The target age/gender group of communities that I want to collect is 2030s male, 3040s male, 4050s male, 2030s female, 3040s female, 4050s female.

As a result I could select 6 communities.

  • 81.8% of 2030s, 88.1% of male : FMkorea


  • 78.1% of 3040s, 93.5% of male : Ruliweb


  • 69.0% of 4050s, 65.9% of male : Clien


  • 73.8% of 2030s, 95.0% of female : Theqoo



  • 88.1% of 4050s, 95.2% of female : 82cook



Web Crawling for Collect Data


BeautifulSoap4 is a useful package tool library for parsing HTML and XML documents. By this, datas can be made a form of tree and it can be searched by python iteration. Selenium is also a useful package tool library for browser automation. This allows you to quickly and automatically browse the websight.

Below is a source code for using BeautifulSoap4 and Selenium.

from bs4 import BeautifulSoup
from selenium import webdriver

driver = webdriver.Chrome() # Open Chrome
driver.implicitly_wait(10) # This code is for wating until the web is running.

If you want to use Chrome for crawling, Chromedriver is essantial.

After that, it depends on the need and the website.

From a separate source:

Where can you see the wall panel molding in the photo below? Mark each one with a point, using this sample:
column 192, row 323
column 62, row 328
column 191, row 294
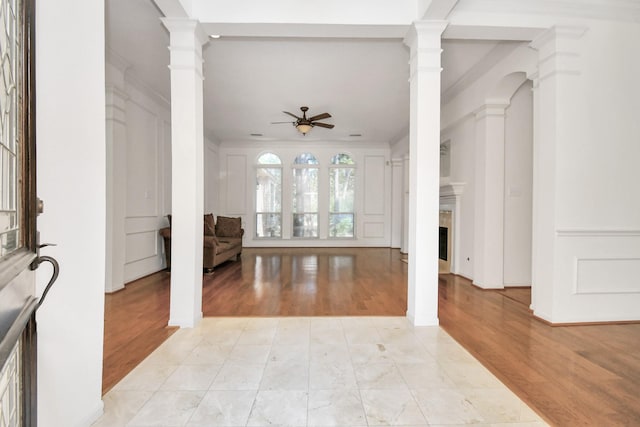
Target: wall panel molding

For example, to get data in Yeobgi-Hogeun-Jinsil, I run below code.

data = []
i = 3
while len(data)<5000: # Get 5,000 sentences data
    html = driver.page_source # Getting html in html variable
    soup = BeautifulSoup(html, 'html.parser') # Making Tree with BeautifulSoup
    driver.implicitly_wait(10)
    
    '''
    The procedure of finging data
    '''
    a = soup.find('div',class_='cafe_group cafe_all').find_all('li',class_='thumbnail_on cmt_on') 
    for j in a[1:]:
        data.append(j.find('span',class_='txt_detail').get_text())
        
        
    '''
    Turn the page
    '''
    if i!=7:
        driver.find_element('xpath', '//*[@id="pagingNav"]/span['+str(i)+']').click()
    else:
        driver.find_element('xpath', '//*[@id="mArticle"]/div[2]/a[2]/span').click()
        i = 2
    i += 1
    
    driver.implicitly_wait(10)

In this way, I can collect 5,000 sentence datas with 6 selected communities.